I started to shake my head and made some silly attempt to explain he was too old for her. "He can't be your boyfriend." I insisted, shaking my head harder.
She laughed and pointed to the rock again. "Ty and me," she said.
I continued to shake my head.
And then she pursed her lips and mimed embracing him, closed her eyes, and made the sound of a kiss.
"He kissed you?" I asked, pointing at her. She nodded.
"No, he didn't. Not like that," I told her, but she nodded more emphatically, her eyes wide. She pointed at the rock and went through the mime of kissing again. I picked up the ASE book and thumbed the pages to find the word here.
Your two hands were to be held out, palms up, and you moved the right to the right and the left to the left, back and forth.
She nodded. "Yes, yes," she said, and repeated the signing. She pointed down, made a rowing gesture, and then signed the kiss again.
It was clear to me what she was saying: "He kissed me right here at the rock after he drew this heart and put our names in it."
Did that all happen as she described? Was it possible? He was the one who had told Mrs. Westington, Echo was too vulnerable and I could be a bad influence. He had seemed to be sincerely protective of her and yet how could he justify carving this in the rock and then kissing her like that? Was he taking advantage of her?
I tilted my head skeptically, but she kept nodding. Then she embraced herself and turned from side to side. Perhaps he had only comforted her. I thought, and she had misinterpreted it. Perhaps she was very sad and he had tried to reassure her.
"Ty?" I asked, and imitated her motion. She nodded, then rose and stepped closer to me. kneeling down in the boat. "What?" I said.
She took my right hand and brought it to her stomach. "What are you saying? I don't understand."
Smiling, she slowly ran my hand up and over her breasts. I pulled it back quickly, the firmness of her nipple sending an electric shock up my arm. Visions of my sister's girlfriend touching me, wanting me to touch her, came surging out of my memory and over my eyes.
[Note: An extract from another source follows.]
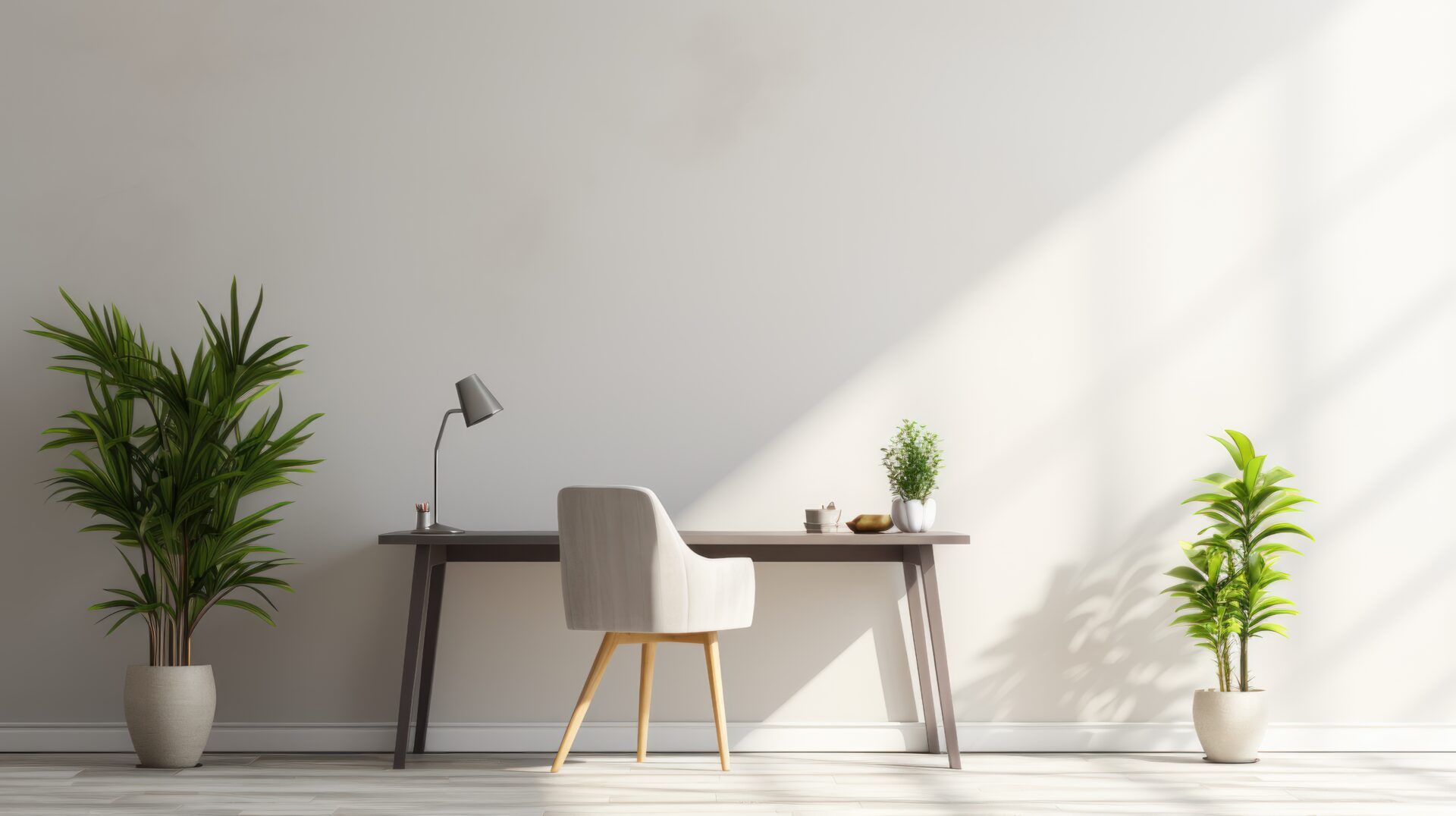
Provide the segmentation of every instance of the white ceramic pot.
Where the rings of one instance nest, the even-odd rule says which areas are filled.
[[[1258,762],[1268,727],[1264,689],[1192,692],[1192,727],[1210,762]]]
[[[143,768],[191,768],[217,708],[211,666],[127,666],[127,731]]]
[[[895,498],[890,503],[890,520],[903,533],[923,533],[935,526],[935,500]]]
"NO!" I cried, shaking my head emphatically. "That's not nice."
She tilted her head and looked up at me. Then she shrugged and returned to her bench seat. Instinctively. I looked back in the direction of the house to see if Mrs. Westington or perhaps Trevor had witnessed what had just occurred.
"Back," I indicated. "Go back. Echo." I gestured vigorously, almost in a panic.
She started to row, looking as if she might burst into tears.
"You don't just do that with a boy," I tried to explain. "It leads to other things."
How stupid I sound, I thought, me giving advice to a young, deaf girl.
She stared, her face soaked in confusion, I returned to my ASL book and as quickly as I could, put together some thoughts. She paused and watched me. The word for body was easy. I placed my hand against my chest and then removed it and placed it a bit lower. I pointed to her. And then I told her that her body was sacred, precious, and should be protected.
With a troubled face, she watched me put together words and sentences to tell her she was too young to do these things yet. I told her girls her age, my age, could have babies and then what would we do?